### 2. **Data Loading and Preprocessing**
   - Reads training text and label files and strips any extra whitespace or newlines.
   - Checks if the number of texts and labels match and raises an error if they don't.
   - Converts the text and label data into a pandas DataFrame for further processing.

In [2]:
import pandas as pd

# Define file paths
text_file = 'riloff tweet/train.txt'
label_file = 'riloff tweet/labels_train.txt'

# Read text samples
with open(text_file, 'r', encoding='utf-8') as tf:
    texts = tf.readlines()

# Read labels
with open(label_file, 'r', encoding='utf-8') as lf:
    labels = lf.readlines()

# Strip any extra whitespace or newlines from the text and labels
texts = [text.strip() for text in texts]
labels = [label.strip() for label in labels]

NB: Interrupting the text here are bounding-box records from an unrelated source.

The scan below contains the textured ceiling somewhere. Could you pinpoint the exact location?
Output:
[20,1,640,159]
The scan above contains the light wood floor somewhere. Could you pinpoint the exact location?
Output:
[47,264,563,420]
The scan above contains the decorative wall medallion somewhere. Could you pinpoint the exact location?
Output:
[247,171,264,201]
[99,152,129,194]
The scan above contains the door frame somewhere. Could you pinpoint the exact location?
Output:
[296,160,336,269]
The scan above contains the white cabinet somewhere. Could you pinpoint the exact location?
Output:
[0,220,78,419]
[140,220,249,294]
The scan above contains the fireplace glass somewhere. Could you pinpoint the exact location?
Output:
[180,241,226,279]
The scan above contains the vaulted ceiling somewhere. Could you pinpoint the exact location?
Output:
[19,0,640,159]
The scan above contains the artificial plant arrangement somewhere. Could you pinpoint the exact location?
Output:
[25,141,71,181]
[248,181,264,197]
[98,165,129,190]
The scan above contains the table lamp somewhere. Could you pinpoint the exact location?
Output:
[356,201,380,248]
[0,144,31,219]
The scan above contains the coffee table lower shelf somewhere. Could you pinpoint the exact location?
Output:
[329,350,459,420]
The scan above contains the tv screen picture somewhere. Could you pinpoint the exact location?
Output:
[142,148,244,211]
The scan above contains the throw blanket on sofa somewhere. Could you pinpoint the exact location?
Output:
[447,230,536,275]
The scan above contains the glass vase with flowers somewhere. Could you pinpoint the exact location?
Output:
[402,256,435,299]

# Ensure the lengths of both lists match
if len(texts) != len(labels):
    raise ValueError("The number of text samples and labels must be equal.")

# Convert to DataFrame
df = pd.DataFrame({
    'text': texts,
    'label': labels
})

In [3]:
df

Unnamed: 0,text,label
0,Nih min buat fans arsenal @my_supersoccer :D h...,0
1,Give a person power that will be a true test o...,0
2,@LordWilsonVILLA At 21 he looks to have a lot ...,0
3,I'm about to fall asleep and I still have to b...,0
4,I love hearing the shots from the shooting ran...,0
...,...,...
1363,Wanna know how I know your gay??? Because when...,0
1364,Love the political advice on Twitter. #getinfo...,0
1365,GrandMarc flow. #TCU @Coll_Crowley http://t.co...,0
1366,@NoLoveInTheCity what up boo ?,0


### 3. **Document Loading and Text Splitting**
   - Loads documents using `DataFrameLoader` and splits the text into manageable chunks using `RecursiveCharacterTextSplitter` for efficient processing.
   - The text is split into chunks of size 500, with 200 characters overlapping between consecutive chunks.
   - Initializes embeddings using OpenAI and sets up the LLM for the task.

In [4]:
from langchain.document_loaders import DataFrameLoader
from langchain_text_splitters import RecursiveCharacterTextSplitter
CHUNK_SIZE = 500
CHUNK_OVERLAP = 200
# Load documents
df['document'] = df.apply(lambda row: f"Text: {row['text']} Label: {row['label']}", axis=1)
articles = DataFrameLoader(df, page_content_column="document")
documents = articles.load()

# Concatenate and sort documents by date
sorted_docs = sorted(documents, key=lambda x: x.metadata.get("Date", ""))
concatenated_content = "\n\n\n---\n\n\n".join(doc.page_content for doc in reversed(sorted_docs))

# Split text into chunks
text_splitter = RecursiveCharacterTextSplitter.from_tiktoken_encoder(
    chunk_size=CHUNK_SIZE, chunk_overlap=CHUNK_OVERLAP
)
texts_split = text_splitter.split_text(concatenated_content)

# Embedding model and LLM setup
embeddings = OpenAIEmbeddings()
model = ChatOpenAI(temperature=0, model="gpt-3.5-turbo", max_tokens=4096)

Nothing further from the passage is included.